El secretario sacó los estatutos de su carpeta y buscó el artículo.

−¿Dónde quieres llegar? −preguntó Fernando.

−Quiero saber si es preceptiva la asamblea o se puede consultar a los vecinos directamente −contestó Moisés.

−¿Uno a uno?

La pregunta de Fernando no fue contestada porque el secretario había localizado el artículo y comentó su contenido en voz alta.

−Tal y como está escrito no hace falta asamblea. Si encontramos la manera de consultar a los vecinos, nadie podría impugnar la decisión.

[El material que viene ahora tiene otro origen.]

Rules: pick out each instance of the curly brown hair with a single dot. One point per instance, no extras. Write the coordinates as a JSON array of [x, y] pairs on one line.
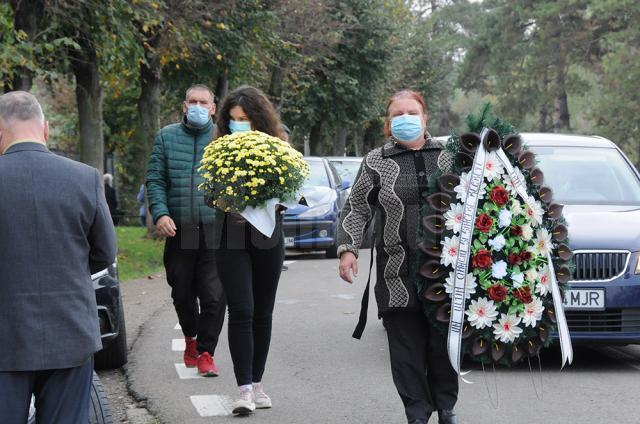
[[256, 106]]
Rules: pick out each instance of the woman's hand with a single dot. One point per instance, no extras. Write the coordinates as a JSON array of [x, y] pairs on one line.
[[348, 266]]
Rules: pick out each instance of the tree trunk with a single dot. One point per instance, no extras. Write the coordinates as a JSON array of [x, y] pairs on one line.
[[340, 142], [358, 139], [27, 15], [543, 112], [149, 113], [315, 139], [222, 87], [369, 142], [275, 86], [561, 118], [89, 101]]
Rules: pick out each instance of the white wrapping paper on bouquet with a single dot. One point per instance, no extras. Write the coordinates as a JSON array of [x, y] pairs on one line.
[[263, 217]]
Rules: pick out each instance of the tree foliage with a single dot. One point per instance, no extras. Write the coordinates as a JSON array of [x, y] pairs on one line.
[[328, 65]]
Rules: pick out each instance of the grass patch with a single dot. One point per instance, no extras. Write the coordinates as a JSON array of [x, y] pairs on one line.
[[138, 254]]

−Mire Menéndez −le comentaba Isidro Jarabo al director de la sucursal−, la dirección provincial quiere comunicar las desvinculaciones el treinta de diciembre, de forma simultánea en todas las oficinas. Eso hace imposible que recursos humanos pueda encargarse.

−Eso significa que me toca a mí el marrón.

−Aquí está el sobre con los finiquitos, fechados en ese día. Debe custodiar este sobre y notificarlo personalmente, empezando a las dos de la tarde, tras el cierre de la oficina.

Menéndez estaba visiblemente incómodo con Jarabo, que seguía dando las instrucciones impasiblemente.

−Ahí tiene la lista. Debe impedir que los interesados estén con día libre o vacaciones. Es cierre de mes y año, cancele los permisos. Si después de la comunicación, el empleado quiere abandonar la oficina, no hay inconveniente, siempre que se lleve todas sus cosas, porque el treinta y uno es sábado y el lunes ya no pertenecerá a la compañía. ¿Alguna duda?

−¿Y si el empleado se resiste? −preguntó Menéndez− Quiero decir, si rechaza el finiquito y se pone violento.

−Usted es el director de la oficina, no tengo que explicarle cómo hacer su trabajo.

Jarabo estaba al tanto del trato de la dirección provincial con Menéndez, pero fingió ignorarlo. Menéndez preguntó:

−¿No podría contar con alguna ayuda? Mi oficina es especialmente conflictiva y me voy a encontrar rodeado de gente… digamos… tocada. Es como dejar a un jabalí herido, ¿no lo entiende? Yo no tengo la culpa de que los despidan, pero ellos pueden pensar…, no sé, que les he vendido.